There is a difference between the two abbreviations. It’s the similarity that causes the confusion. Let’s get to it, shall we?
In everyday conversation, most of us will say “that is” or “for example.” Yet in writing, many of us prefer to use the abbreviations i.e. or e.g. The test is: which abbreviation matches which phrase?
We now need to break for some Latin language lessons. (I did that for the alliteration.)
i.e. comes from the Latin phrase id est, meaning “that is”. You use i.e. when restating or expanding upon the idea. i.e. is used to give a specific, clarifying example, or more than one, but they are specific.
e.g. comes from the Latin phrase exempli gratia, meaning “for example”. e.g. is used when utilizing an open-ended list of examples.
Real world examples:
I love something sweet, i.e., ice cream, after dinner.
I love chocolate candies, e.g., Hershey kisses, Dove bars, and Ghirardelli squares.
My grandmother enjoys playing social card games, i.e., bridge and gin rummy.
My grandfather enjoys playing solo card games, e.g., solitaire.
Susan plays with her sister, i.e., Paula, every day after school.
Susan loves when her cousins, e.g., Robert, Sheila, and Mark, visit at Christmas.
If everything makes sense now, wonderful! If it’s not quick clicking, read on.

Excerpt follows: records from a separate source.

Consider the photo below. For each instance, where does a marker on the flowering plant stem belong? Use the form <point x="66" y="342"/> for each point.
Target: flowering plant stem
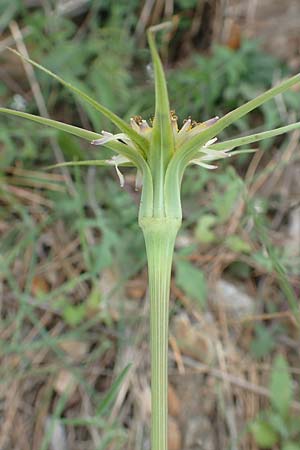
<point x="159" y="234"/>
<point x="160" y="154"/>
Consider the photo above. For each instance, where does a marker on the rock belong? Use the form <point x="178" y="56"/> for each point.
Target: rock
<point x="193" y="339"/>
<point x="232" y="299"/>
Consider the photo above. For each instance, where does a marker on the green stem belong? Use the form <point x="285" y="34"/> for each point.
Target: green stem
<point x="159" y="237"/>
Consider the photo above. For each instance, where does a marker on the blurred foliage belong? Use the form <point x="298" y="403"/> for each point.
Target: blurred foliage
<point x="276" y="426"/>
<point x="99" y="52"/>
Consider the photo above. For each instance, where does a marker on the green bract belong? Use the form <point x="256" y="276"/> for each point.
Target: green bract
<point x="161" y="153"/>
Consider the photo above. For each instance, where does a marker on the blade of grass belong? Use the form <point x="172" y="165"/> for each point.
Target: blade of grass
<point x="193" y="145"/>
<point x="90" y="162"/>
<point x="76" y="131"/>
<point x="111" y="394"/>
<point x="140" y="141"/>
<point x="245" y="140"/>
<point x="116" y="146"/>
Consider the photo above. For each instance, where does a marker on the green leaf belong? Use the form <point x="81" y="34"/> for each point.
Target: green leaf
<point x="191" y="280"/>
<point x="291" y="446"/>
<point x="263" y="433"/>
<point x="118" y="147"/>
<point x="263" y="343"/>
<point x="191" y="147"/>
<point x="74" y="314"/>
<point x="112" y="393"/>
<point x="203" y="231"/>
<point x="76" y="131"/>
<point x="245" y="140"/>
<point x="87" y="162"/>
<point x="140" y="141"/>
<point x="281" y="387"/>
<point x="162" y="142"/>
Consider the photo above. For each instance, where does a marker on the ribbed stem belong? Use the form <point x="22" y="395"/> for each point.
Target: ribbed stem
<point x="160" y="237"/>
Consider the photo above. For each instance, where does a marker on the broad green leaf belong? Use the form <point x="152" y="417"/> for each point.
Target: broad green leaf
<point x="281" y="387"/>
<point x="245" y="140"/>
<point x="140" y="141"/>
<point x="191" y="280"/>
<point x="162" y="142"/>
<point x="263" y="433"/>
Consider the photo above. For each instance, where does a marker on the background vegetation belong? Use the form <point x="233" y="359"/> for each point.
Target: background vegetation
<point x="74" y="309"/>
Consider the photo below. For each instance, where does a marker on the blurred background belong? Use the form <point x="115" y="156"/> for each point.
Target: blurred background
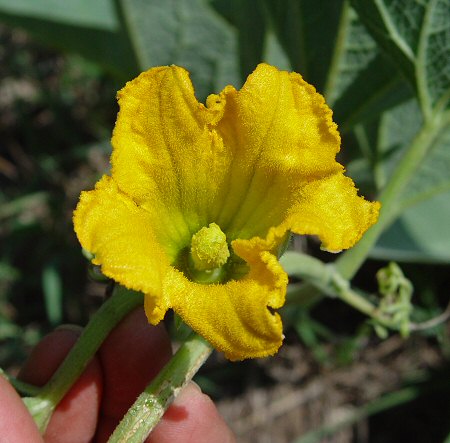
<point x="61" y="64"/>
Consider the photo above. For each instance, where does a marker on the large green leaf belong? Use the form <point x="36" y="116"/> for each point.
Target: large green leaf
<point x="416" y="34"/>
<point x="328" y="45"/>
<point x="90" y="28"/>
<point x="248" y="17"/>
<point x="188" y="33"/>
<point x="361" y="82"/>
<point x="99" y="14"/>
<point x="422" y="234"/>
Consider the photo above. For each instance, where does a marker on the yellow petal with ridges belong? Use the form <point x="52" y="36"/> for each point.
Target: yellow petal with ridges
<point x="282" y="136"/>
<point x="164" y="148"/>
<point x="234" y="317"/>
<point x="120" y="235"/>
<point x="257" y="163"/>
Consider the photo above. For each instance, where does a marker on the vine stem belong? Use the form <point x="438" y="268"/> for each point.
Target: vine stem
<point x="349" y="262"/>
<point x="102" y="322"/>
<point x="150" y="406"/>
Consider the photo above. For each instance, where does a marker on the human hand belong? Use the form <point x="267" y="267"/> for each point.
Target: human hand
<point x="129" y="358"/>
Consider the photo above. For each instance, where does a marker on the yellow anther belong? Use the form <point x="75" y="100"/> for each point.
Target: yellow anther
<point x="209" y="249"/>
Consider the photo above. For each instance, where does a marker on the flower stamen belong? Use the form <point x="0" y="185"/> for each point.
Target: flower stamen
<point x="209" y="249"/>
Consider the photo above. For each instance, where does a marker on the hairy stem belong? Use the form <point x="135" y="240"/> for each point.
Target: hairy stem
<point x="150" y="406"/>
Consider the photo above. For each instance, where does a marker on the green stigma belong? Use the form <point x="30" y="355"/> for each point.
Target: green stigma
<point x="209" y="249"/>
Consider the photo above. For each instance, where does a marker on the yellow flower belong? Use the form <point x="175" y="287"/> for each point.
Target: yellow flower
<point x="201" y="199"/>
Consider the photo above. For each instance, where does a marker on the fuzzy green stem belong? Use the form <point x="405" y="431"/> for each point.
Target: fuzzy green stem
<point x="325" y="278"/>
<point x="20" y="386"/>
<point x="150" y="406"/>
<point x="105" y="319"/>
<point x="349" y="262"/>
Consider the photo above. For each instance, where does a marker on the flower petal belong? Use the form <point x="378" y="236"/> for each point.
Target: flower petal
<point x="331" y="209"/>
<point x="165" y="147"/>
<point x="119" y="234"/>
<point x="328" y="208"/>
<point x="281" y="134"/>
<point x="234" y="317"/>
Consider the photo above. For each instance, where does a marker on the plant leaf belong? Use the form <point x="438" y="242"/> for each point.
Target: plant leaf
<point x="421" y="234"/>
<point x="188" y="33"/>
<point x="417" y="37"/>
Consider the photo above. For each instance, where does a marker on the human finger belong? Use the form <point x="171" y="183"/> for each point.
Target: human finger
<point x="192" y="417"/>
<point x="75" y="418"/>
<point x="131" y="357"/>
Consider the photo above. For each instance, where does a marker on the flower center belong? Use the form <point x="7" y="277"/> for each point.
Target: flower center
<point x="209" y="249"/>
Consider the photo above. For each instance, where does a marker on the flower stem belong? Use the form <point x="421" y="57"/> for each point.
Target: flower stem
<point x="150" y="406"/>
<point x="104" y="320"/>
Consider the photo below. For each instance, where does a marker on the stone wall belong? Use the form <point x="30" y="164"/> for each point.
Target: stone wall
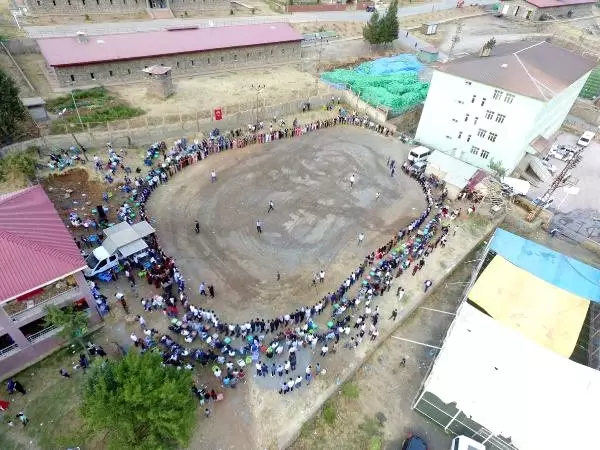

How about thinking of i.e. as “in effect” or “in essence”, or use the ‘i’ and go with “in other words”? And for e.g., think of “example given” or key off the ‘e’ and remember ‘example’, as in ‘for example’. Of course, if you remember the trick for one of the abbreviations, you will probably know when to use the other.
Bonus tip #1 - since e.g. represents a partial list, it is redundant to use etc. at the end of any list following the e.g.
Bonus tip #2 – always use periods after each letter in the abbreviation AND use a comma after the full abbreviation
The best rule to follow, if you want to avoid errors, is to not use either abbreviation in your writing. Simply use “for example” or “that is” and you’ll be fine.
This month’s recommended grammar book is: Essential English Grammar by Philip Gucker.
I like finding ways to remember the ‘rules’ and hope you can find something helpful. It’s my hope the monthly grammar techniques and usage examples will make grammar a lot less frightening and potentially enjoyable (can you imagine?) for you.